Much of my life, there have been moments when I prayed for patience. Surely all of us, at one time or another, have been admonished against such a foolish plea. For patience, as with most things worth our wanting, comes only when paid for – with struggles, sorrow, and sleepless nights.
But I was talking with a friend about my father (daddy) and the treasure that is sometimes torturous – the gifts of holding on and the gifts of letting go. It’s a talk that opens us up, allowing in clarity of that which matters most.
The Tennessee Vols play their first home game this Saturday, and while I’d love for them to win, it’s nowhere on my list of what matters most. It matters to me only because it matters to others I love. But on my list? Not even in the top ten thousand.
I find myself unable to focus on anything much beyond the weekend, beyond the sharing of a moment which can be stretched to hold an eternity. A touch, a stillness, an understanding which eclipses everything else I know.

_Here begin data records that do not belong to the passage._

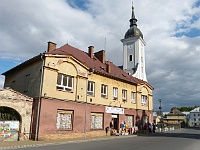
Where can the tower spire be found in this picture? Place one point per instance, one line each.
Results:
(133, 20)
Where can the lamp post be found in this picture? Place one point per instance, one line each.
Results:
(160, 107)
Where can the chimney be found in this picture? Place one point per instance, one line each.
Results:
(51, 46)
(91, 51)
(108, 66)
(101, 56)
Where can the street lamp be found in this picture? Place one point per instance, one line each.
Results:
(160, 107)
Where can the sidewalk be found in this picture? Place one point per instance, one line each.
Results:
(31, 143)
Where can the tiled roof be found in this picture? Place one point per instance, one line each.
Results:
(95, 63)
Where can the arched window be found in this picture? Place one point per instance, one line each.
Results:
(130, 57)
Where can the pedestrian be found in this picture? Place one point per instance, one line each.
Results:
(149, 126)
(154, 127)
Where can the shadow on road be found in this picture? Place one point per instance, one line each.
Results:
(190, 133)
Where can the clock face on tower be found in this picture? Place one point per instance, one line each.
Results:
(130, 46)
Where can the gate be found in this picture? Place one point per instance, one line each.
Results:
(9, 124)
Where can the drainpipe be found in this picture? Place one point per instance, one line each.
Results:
(39, 98)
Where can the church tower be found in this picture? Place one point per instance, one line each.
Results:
(133, 50)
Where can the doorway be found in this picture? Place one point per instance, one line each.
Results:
(115, 120)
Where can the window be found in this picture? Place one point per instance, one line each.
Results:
(132, 97)
(64, 120)
(64, 82)
(129, 120)
(104, 91)
(115, 93)
(96, 120)
(130, 57)
(124, 95)
(144, 100)
(90, 90)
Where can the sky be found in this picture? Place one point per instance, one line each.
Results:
(171, 30)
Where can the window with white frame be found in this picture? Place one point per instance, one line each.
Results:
(96, 120)
(90, 90)
(104, 91)
(64, 82)
(132, 97)
(144, 100)
(124, 95)
(64, 120)
(115, 93)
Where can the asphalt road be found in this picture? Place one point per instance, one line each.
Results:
(183, 139)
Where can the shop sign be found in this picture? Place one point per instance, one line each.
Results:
(114, 110)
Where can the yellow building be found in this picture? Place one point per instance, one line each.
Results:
(79, 93)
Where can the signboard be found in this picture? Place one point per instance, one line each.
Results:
(9, 130)
(114, 110)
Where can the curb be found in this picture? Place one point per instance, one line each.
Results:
(20, 145)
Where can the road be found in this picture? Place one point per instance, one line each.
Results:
(183, 139)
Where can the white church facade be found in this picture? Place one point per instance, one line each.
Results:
(133, 50)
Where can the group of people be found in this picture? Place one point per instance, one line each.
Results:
(150, 128)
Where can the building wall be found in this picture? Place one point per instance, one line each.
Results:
(25, 80)
(48, 118)
(68, 66)
(23, 105)
(194, 119)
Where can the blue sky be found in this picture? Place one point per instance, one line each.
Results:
(171, 30)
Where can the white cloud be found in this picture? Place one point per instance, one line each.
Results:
(1, 81)
(171, 62)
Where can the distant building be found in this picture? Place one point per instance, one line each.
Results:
(194, 119)
(175, 117)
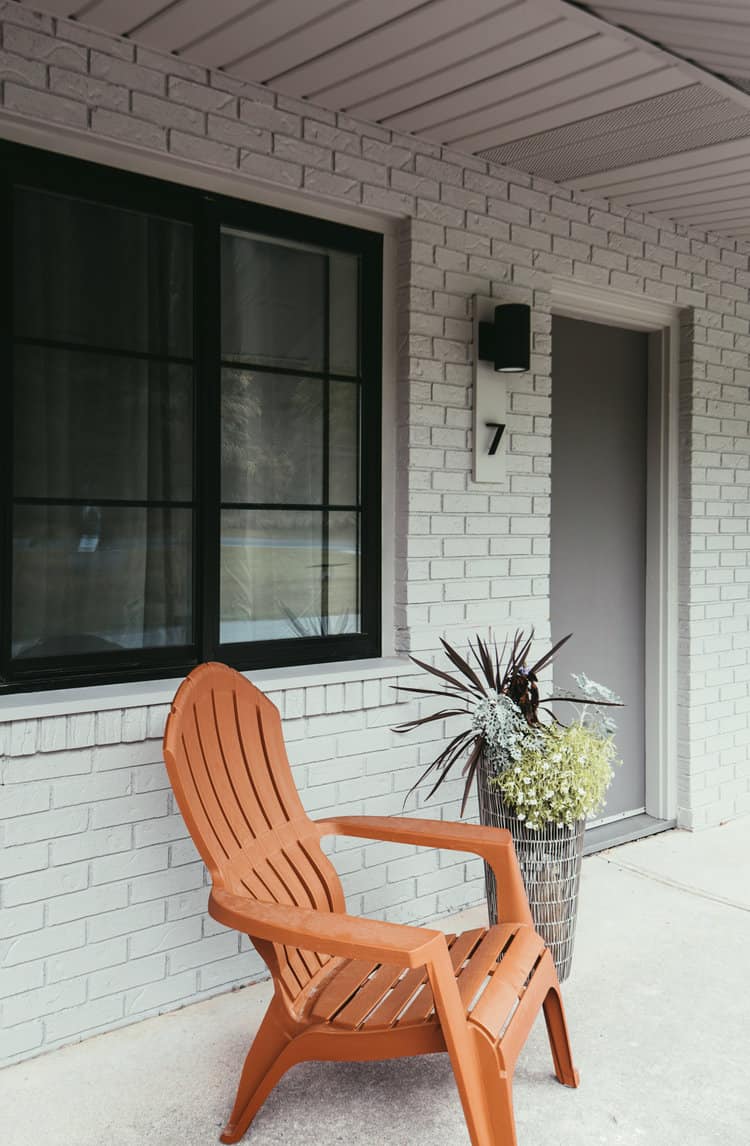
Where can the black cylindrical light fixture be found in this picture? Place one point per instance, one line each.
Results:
(507, 340)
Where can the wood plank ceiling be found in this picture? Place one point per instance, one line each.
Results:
(639, 101)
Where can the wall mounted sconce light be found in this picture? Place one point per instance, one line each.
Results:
(506, 340)
(501, 345)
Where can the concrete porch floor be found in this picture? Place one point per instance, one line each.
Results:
(658, 1005)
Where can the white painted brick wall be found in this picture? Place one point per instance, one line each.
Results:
(103, 899)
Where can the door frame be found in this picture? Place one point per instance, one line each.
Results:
(662, 322)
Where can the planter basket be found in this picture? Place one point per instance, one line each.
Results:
(549, 862)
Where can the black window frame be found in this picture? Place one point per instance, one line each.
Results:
(206, 213)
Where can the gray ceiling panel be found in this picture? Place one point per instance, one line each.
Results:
(645, 101)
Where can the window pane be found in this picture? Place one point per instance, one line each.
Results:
(91, 579)
(344, 314)
(91, 425)
(272, 438)
(343, 574)
(100, 275)
(273, 303)
(271, 574)
(343, 442)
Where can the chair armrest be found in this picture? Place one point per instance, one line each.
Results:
(494, 845)
(328, 933)
(426, 833)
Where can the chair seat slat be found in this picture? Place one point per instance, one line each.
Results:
(483, 959)
(422, 1009)
(507, 983)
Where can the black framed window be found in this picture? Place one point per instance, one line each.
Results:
(192, 406)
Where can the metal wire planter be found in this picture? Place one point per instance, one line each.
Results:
(549, 862)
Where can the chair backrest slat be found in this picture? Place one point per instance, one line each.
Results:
(227, 762)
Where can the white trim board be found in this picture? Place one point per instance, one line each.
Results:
(661, 321)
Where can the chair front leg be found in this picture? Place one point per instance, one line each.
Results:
(469, 1077)
(268, 1059)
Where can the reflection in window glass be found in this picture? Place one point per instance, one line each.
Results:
(98, 275)
(344, 313)
(343, 444)
(343, 573)
(100, 578)
(289, 439)
(273, 303)
(271, 574)
(272, 438)
(92, 425)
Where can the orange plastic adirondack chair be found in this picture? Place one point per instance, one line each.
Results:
(349, 988)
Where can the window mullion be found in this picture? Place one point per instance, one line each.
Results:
(208, 428)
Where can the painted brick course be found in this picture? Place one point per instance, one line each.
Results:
(103, 900)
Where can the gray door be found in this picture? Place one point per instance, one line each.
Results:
(599, 458)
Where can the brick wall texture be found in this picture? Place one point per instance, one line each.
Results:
(103, 897)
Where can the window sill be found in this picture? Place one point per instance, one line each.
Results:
(146, 693)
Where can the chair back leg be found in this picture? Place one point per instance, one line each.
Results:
(559, 1038)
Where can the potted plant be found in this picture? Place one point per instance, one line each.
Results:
(536, 776)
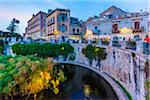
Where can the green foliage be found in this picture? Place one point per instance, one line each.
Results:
(25, 75)
(89, 52)
(43, 50)
(13, 26)
(1, 49)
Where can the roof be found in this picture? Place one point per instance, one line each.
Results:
(112, 9)
(58, 9)
(40, 12)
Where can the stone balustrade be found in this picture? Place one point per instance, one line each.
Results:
(120, 64)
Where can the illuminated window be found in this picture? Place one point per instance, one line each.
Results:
(136, 25)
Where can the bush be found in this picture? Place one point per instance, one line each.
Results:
(43, 50)
(1, 49)
(28, 75)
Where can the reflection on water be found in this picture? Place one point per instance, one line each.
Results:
(82, 84)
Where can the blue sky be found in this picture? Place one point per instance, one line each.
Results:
(82, 9)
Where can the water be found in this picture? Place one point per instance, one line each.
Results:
(73, 88)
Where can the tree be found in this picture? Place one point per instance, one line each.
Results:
(13, 25)
(100, 55)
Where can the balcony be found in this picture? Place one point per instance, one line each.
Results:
(138, 30)
(115, 31)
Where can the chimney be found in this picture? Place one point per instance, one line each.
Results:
(49, 10)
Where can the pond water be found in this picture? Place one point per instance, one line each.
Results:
(79, 82)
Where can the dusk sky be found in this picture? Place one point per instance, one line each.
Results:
(82, 9)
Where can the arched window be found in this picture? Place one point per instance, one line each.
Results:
(96, 28)
(63, 28)
(77, 30)
(73, 30)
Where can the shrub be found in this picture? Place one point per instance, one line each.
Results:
(27, 75)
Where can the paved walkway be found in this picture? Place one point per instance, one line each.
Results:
(119, 92)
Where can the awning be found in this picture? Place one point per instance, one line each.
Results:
(75, 37)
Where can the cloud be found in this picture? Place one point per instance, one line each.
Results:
(56, 4)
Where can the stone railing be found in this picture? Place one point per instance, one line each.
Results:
(120, 64)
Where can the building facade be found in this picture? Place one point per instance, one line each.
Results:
(60, 23)
(116, 21)
(36, 26)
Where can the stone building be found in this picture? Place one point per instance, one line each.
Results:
(59, 23)
(116, 21)
(36, 26)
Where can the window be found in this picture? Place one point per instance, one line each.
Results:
(63, 28)
(73, 30)
(96, 28)
(136, 25)
(77, 30)
(115, 27)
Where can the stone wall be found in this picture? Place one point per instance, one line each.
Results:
(120, 64)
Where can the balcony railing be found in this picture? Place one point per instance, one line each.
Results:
(138, 30)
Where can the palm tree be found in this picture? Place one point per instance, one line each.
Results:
(100, 55)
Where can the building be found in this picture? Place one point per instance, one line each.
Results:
(60, 24)
(36, 26)
(116, 21)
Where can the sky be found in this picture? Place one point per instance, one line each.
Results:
(82, 9)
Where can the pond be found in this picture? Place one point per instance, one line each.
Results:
(81, 83)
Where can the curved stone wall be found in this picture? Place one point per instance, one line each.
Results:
(120, 64)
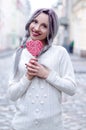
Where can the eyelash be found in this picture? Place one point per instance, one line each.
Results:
(35, 21)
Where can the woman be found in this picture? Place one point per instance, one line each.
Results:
(38, 82)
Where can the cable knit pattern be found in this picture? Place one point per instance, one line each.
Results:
(38, 102)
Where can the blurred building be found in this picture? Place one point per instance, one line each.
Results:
(13, 17)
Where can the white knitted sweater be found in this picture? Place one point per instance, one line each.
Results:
(38, 102)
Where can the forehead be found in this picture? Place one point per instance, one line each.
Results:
(42, 17)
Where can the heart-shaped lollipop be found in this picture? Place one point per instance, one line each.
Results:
(34, 47)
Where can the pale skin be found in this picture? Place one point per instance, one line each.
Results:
(36, 69)
(38, 31)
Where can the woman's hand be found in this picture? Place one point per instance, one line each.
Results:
(36, 69)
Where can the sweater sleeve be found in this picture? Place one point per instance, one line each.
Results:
(65, 81)
(17, 86)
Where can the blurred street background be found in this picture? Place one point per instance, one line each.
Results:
(14, 14)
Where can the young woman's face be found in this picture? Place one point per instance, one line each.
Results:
(39, 27)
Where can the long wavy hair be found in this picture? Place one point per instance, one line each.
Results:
(53, 28)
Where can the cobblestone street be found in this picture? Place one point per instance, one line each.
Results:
(74, 107)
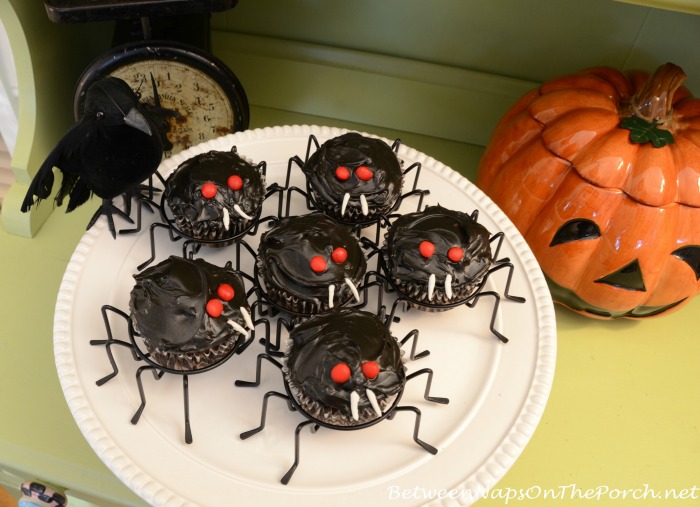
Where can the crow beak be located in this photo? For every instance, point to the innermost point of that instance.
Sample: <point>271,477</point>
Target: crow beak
<point>138,121</point>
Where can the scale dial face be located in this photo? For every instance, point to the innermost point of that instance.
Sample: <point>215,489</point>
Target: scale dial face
<point>208,97</point>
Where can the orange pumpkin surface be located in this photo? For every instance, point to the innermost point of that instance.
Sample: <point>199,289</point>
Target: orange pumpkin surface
<point>600,172</point>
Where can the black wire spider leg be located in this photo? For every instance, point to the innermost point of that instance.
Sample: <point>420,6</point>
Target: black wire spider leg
<point>111,341</point>
<point>429,382</point>
<point>285,479</point>
<point>497,300</point>
<point>416,427</point>
<point>153,243</point>
<point>258,371</point>
<point>186,395</point>
<point>505,262</point>
<point>511,268</point>
<point>414,334</point>
<point>157,374</point>
<point>263,413</point>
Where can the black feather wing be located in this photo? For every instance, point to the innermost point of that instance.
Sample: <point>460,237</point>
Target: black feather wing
<point>66,156</point>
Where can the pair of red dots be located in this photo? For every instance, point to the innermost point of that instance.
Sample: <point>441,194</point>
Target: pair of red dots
<point>341,372</point>
<point>214,306</point>
<point>427,249</point>
<point>318,264</point>
<point>234,182</point>
<point>363,173</point>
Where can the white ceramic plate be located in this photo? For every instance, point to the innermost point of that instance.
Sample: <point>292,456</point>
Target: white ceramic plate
<point>497,391</point>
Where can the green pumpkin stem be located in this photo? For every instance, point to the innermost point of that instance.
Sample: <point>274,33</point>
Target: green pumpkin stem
<point>650,110</point>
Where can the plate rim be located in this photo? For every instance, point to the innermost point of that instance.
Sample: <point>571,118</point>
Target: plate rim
<point>479,482</point>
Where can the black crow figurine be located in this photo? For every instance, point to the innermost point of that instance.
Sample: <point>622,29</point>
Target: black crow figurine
<point>114,147</point>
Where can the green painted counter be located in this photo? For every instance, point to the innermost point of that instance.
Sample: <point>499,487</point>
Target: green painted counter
<point>623,413</point>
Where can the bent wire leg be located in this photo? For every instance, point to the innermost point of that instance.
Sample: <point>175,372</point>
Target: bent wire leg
<point>285,479</point>
<point>258,371</point>
<point>497,300</point>
<point>426,395</point>
<point>414,334</point>
<point>157,374</point>
<point>424,445</point>
<point>263,413</point>
<point>111,341</point>
<point>186,397</point>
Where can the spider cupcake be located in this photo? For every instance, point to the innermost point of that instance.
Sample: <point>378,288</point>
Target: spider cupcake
<point>310,263</point>
<point>215,196</point>
<point>354,178</point>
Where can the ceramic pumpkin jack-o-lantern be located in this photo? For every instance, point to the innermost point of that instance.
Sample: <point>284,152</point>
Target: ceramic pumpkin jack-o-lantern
<point>600,172</point>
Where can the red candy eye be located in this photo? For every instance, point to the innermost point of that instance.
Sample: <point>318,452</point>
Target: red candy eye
<point>339,255</point>
<point>225,292</point>
<point>341,373</point>
<point>455,254</point>
<point>370,369</point>
<point>235,182</point>
<point>215,308</point>
<point>364,173</point>
<point>318,264</point>
<point>342,173</point>
<point>427,249</point>
<point>208,190</point>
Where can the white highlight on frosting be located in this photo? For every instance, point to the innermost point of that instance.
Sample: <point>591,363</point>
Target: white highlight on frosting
<point>242,213</point>
<point>346,200</point>
<point>353,289</point>
<point>236,326</point>
<point>226,219</point>
<point>331,294</point>
<point>246,318</point>
<point>354,404</point>
<point>373,401</point>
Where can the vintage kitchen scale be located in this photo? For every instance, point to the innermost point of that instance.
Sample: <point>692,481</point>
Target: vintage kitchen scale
<point>166,42</point>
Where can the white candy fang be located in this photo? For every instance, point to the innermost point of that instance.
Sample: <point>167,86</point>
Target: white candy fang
<point>343,207</point>
<point>247,319</point>
<point>354,403</point>
<point>236,326</point>
<point>373,401</point>
<point>363,203</point>
<point>242,213</point>
<point>431,287</point>
<point>353,289</point>
<point>226,219</point>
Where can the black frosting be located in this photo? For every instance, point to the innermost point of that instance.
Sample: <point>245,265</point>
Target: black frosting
<point>350,336</point>
<point>285,252</point>
<point>353,150</point>
<point>444,228</point>
<point>202,217</point>
<point>168,304</point>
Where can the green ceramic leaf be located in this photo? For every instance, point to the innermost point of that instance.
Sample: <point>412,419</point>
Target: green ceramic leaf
<point>641,131</point>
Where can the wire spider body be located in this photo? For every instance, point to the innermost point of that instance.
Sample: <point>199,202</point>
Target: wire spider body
<point>343,371</point>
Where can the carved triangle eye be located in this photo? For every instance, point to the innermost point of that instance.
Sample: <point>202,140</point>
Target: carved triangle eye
<point>691,256</point>
<point>628,277</point>
<point>576,230</point>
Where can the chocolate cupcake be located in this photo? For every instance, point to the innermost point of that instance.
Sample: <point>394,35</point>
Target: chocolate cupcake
<point>344,367</point>
<point>215,196</point>
<point>354,178</point>
<point>437,257</point>
<point>310,263</point>
<point>190,314</point>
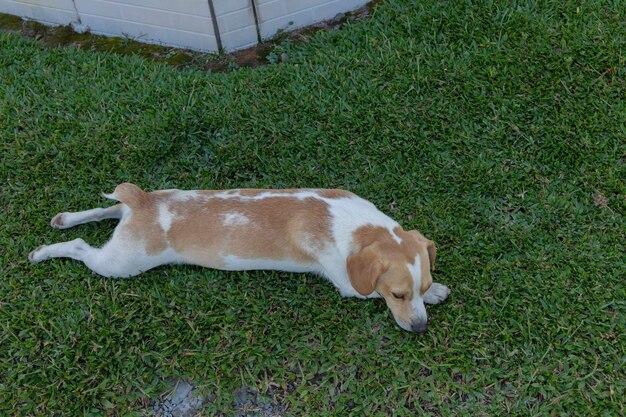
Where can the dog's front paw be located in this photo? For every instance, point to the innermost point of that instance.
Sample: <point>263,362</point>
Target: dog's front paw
<point>36,255</point>
<point>58,221</point>
<point>436,293</point>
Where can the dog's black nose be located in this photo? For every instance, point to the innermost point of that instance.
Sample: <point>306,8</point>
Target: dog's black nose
<point>418,326</point>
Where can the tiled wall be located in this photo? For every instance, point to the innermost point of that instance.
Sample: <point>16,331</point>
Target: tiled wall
<point>182,23</point>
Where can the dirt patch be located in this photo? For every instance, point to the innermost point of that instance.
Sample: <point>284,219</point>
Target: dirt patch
<point>249,404</point>
<point>180,400</point>
<point>262,54</point>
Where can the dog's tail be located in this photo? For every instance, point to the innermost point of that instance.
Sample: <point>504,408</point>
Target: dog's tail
<point>129,194</point>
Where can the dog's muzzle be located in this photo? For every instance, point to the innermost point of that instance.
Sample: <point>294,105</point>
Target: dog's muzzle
<point>418,326</point>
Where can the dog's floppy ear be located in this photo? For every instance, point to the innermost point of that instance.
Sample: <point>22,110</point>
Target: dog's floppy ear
<point>430,247</point>
<point>364,268</point>
<point>432,253</point>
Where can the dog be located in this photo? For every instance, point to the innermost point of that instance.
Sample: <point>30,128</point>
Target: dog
<point>330,232</point>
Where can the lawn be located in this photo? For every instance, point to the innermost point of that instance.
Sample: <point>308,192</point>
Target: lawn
<point>497,129</point>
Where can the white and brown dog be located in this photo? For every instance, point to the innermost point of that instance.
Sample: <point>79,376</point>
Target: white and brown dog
<point>334,233</point>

But patience – yeah, I pray for that. I imagine God is getting a bit giddy, waiting for my daddy. I imagine him sitting on the front porch of heaven with a couple of cane poles. I suspect he’s got some company too – after all, it’s been a long wait for many, and surely the fish are always biting.
“I ask you to be patient. He’ll be home soon enough. But, if You don’t mind my asking – not today. Be patient.”
Love is the permanent reminder of the places we’ve known, the times we’ve shared, and home, we never thought to leave.